LIFE LIVED AS THE HEART’S DEEPEST LONGING

By far and away, by leaps and bounds, listening to my heart’s deepest longing permits me the clearest path to living a life of purpose, meaning, and wholeness. Said another way, listening to my heart grounds me, warms me, sweeps away feelings of loneliness, isolation, and separation. When my mind yields to my heart, a certain kind of magic ensues.

 

In a rich, long life of working with and managing many people, and in my own family-and-friend group, I noticed that women as early as their late thirties into their fifties articulated a longing – another purpose, a different job, an alternative way to live, a clear call to live life with more authenticity, calm abiding, passion, and verve. It happened to me in my mid-forties. One day I simply could hear my heart speaking to me with such insistence that by the time I was 57, my redesigned life stood on the foundation of new work (hello, Green Lotus!), focused attention on those dearest to me, a renewed sense of fun, adventure, and enjoyment, and deep diving into learning. Men, it generally seemed, postponed listening as closely to their hearts until very close to retirement age, a result of cultural conditioning and less attention throughout life to emotional states and feeling tones.

 

As I explored mindfulness meditation, the 8-limbed path of yoga, and how the brain and mind work with each other and finally with the physical body, it became clear that I’d had a close relationship with my heart from a young age. It never abandoned me even I tried to shush it in favor of leading with my mind or turned to other tools - like journaling, timelines, and memoir writing - in an attempt to create my path. In the end, I trusted my heart.
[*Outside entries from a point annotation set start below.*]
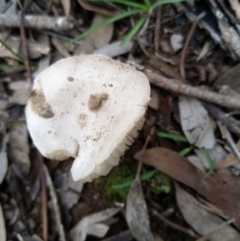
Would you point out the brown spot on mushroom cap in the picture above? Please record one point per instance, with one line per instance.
(95, 101)
(39, 104)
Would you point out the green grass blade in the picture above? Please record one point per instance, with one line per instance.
(133, 31)
(146, 176)
(127, 3)
(161, 2)
(210, 161)
(19, 57)
(147, 4)
(186, 151)
(174, 137)
(103, 24)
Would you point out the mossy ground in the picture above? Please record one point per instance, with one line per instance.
(117, 183)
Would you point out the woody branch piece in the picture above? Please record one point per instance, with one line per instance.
(37, 22)
(178, 87)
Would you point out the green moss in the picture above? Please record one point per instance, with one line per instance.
(117, 183)
(120, 174)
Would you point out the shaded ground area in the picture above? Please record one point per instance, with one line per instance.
(188, 187)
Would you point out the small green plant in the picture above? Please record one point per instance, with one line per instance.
(189, 149)
(142, 9)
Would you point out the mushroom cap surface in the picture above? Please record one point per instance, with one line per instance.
(87, 107)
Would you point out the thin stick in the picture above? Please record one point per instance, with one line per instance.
(44, 197)
(183, 89)
(173, 225)
(228, 222)
(189, 37)
(37, 22)
(55, 205)
(157, 30)
(143, 150)
(25, 48)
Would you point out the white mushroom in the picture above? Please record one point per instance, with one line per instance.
(88, 107)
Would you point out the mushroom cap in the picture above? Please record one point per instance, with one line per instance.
(88, 107)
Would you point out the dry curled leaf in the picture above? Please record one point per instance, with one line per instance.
(202, 220)
(91, 225)
(220, 189)
(137, 214)
(195, 122)
(97, 39)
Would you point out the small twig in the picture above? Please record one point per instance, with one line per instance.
(55, 205)
(189, 37)
(173, 225)
(25, 49)
(227, 136)
(141, 33)
(37, 22)
(224, 118)
(157, 30)
(44, 197)
(143, 150)
(179, 88)
(203, 238)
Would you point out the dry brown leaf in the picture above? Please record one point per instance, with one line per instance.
(137, 214)
(195, 122)
(220, 189)
(19, 149)
(95, 7)
(97, 39)
(202, 220)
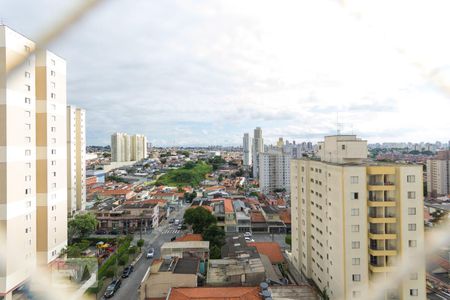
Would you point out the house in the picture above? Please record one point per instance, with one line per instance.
(165, 274)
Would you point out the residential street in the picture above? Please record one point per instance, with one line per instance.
(154, 239)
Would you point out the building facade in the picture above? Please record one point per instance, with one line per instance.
(353, 222)
(438, 175)
(128, 148)
(274, 171)
(76, 159)
(33, 166)
(257, 147)
(247, 151)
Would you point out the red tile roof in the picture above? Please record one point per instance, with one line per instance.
(271, 249)
(190, 238)
(218, 293)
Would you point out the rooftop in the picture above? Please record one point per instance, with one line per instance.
(219, 293)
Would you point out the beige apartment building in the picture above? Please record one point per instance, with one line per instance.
(353, 221)
(76, 159)
(128, 148)
(33, 167)
(438, 174)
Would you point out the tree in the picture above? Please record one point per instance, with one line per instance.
(81, 226)
(215, 235)
(199, 218)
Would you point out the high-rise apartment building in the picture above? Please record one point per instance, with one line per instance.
(76, 159)
(128, 148)
(247, 151)
(33, 167)
(274, 171)
(257, 147)
(353, 221)
(438, 174)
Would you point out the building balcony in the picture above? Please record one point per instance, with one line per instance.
(382, 236)
(377, 252)
(378, 220)
(380, 269)
(374, 203)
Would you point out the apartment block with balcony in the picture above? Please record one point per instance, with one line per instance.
(353, 221)
(51, 157)
(76, 159)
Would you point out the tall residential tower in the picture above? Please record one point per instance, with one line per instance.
(353, 221)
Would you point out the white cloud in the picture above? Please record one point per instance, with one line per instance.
(203, 72)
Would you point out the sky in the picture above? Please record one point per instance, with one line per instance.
(203, 72)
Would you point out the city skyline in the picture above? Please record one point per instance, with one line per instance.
(239, 73)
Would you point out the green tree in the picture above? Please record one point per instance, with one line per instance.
(215, 235)
(81, 226)
(199, 218)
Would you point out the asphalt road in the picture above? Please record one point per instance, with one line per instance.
(154, 239)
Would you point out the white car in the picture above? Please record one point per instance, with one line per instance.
(150, 253)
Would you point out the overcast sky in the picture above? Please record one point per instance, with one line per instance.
(204, 72)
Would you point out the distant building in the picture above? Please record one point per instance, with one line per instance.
(128, 148)
(438, 174)
(257, 147)
(76, 159)
(353, 221)
(274, 171)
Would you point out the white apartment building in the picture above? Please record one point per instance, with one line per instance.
(438, 175)
(257, 147)
(274, 171)
(247, 151)
(33, 167)
(354, 221)
(128, 148)
(76, 159)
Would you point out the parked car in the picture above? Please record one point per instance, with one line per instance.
(150, 253)
(112, 288)
(127, 271)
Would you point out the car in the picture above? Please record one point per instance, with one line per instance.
(112, 288)
(150, 253)
(127, 271)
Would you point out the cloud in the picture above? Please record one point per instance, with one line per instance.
(204, 72)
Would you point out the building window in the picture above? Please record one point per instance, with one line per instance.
(412, 227)
(355, 245)
(412, 243)
(411, 211)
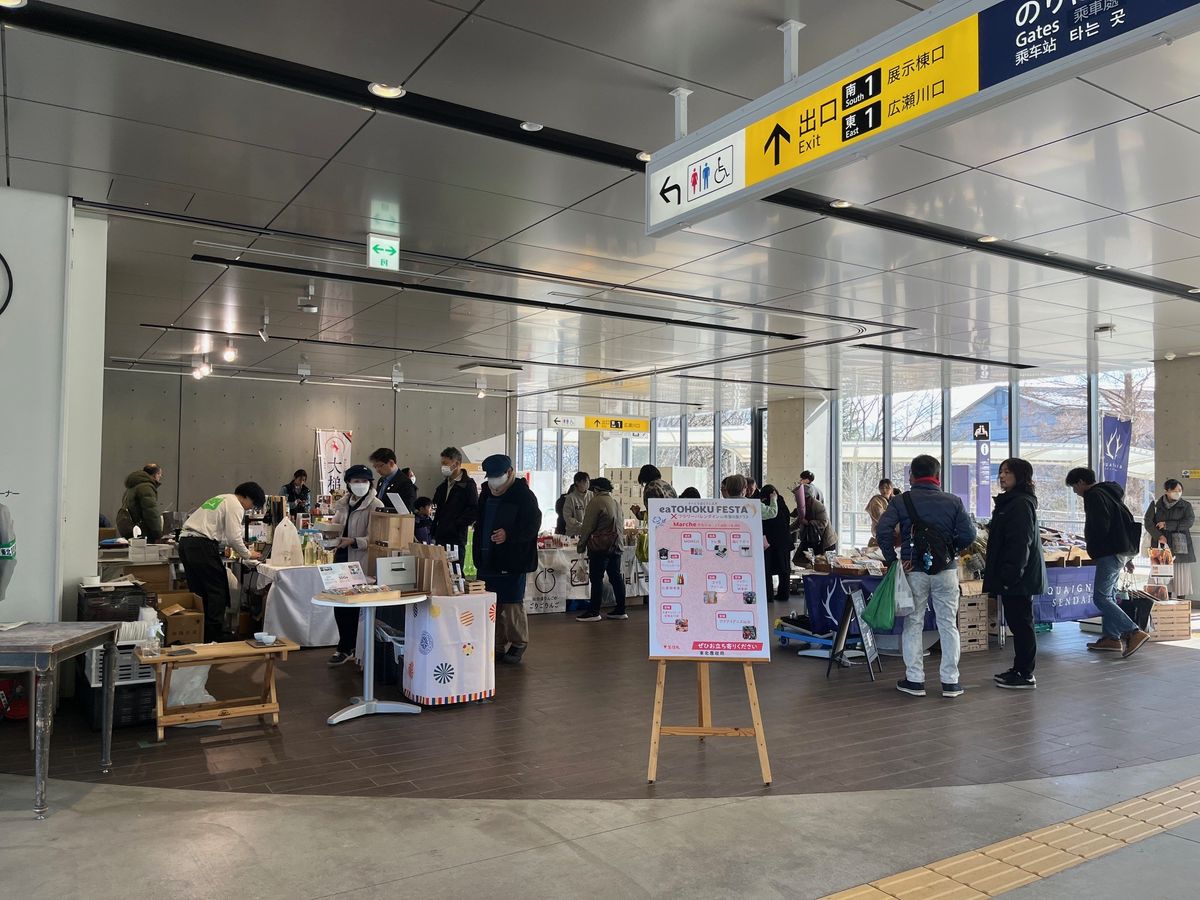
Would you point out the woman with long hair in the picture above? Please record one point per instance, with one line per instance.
(1014, 570)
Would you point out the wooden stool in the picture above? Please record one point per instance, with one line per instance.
(211, 654)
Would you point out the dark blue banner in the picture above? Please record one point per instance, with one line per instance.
(1116, 433)
(1017, 36)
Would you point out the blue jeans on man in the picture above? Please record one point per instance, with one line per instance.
(1104, 594)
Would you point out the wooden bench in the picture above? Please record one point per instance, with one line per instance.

In turn, it trusted me.

 

Listening to your heart’s deepest longing doesn’t guarantee smooth sailing every day. Do not let this deter you or rub you the wrong way. When you listen to your heart and you act, change is inevitable. We humans avoid change more often than we embrace it, which is one of the reasons we ignore what our hearts are telling us. The changes may be tough: leaving a job, ending a marriage, being compassionately honest with a friend, admitting to an addiction or a fear, moving out of a longtime home. Change based on the heart’s observation and examination – and, yes, its feelings – in the long term never disappoints, however. It ultimately creates spaciousness and a sense of security.

 

Tonight, do this. Grab a piece of clean paper. Sit for five minutes with your hands folded over your heart center – in other words, hold your heart in your hands. Listen. At the end of the five minutes, write down what you heard, even if it seems to be nothing at all. Keep repeating the exercise as frequently as you are able and be prepared for the mind to push back. Be aware of your body’s physical reactions as your heart begins to speak to you and of the mind’s emotional ones, too. Notice how, the next days, those reactions and emotions fluctuated or disappeared. To deepen the heart-listening process, takes walks in nature, get enough rest, integrate Yoga Nidra into your life.

 

One last suggestion: Teach your children and grandchildren to listen for their heart’s deepest longing from a young age. It will help to keep them safe and secure. And that will help to keep the world safe and secure.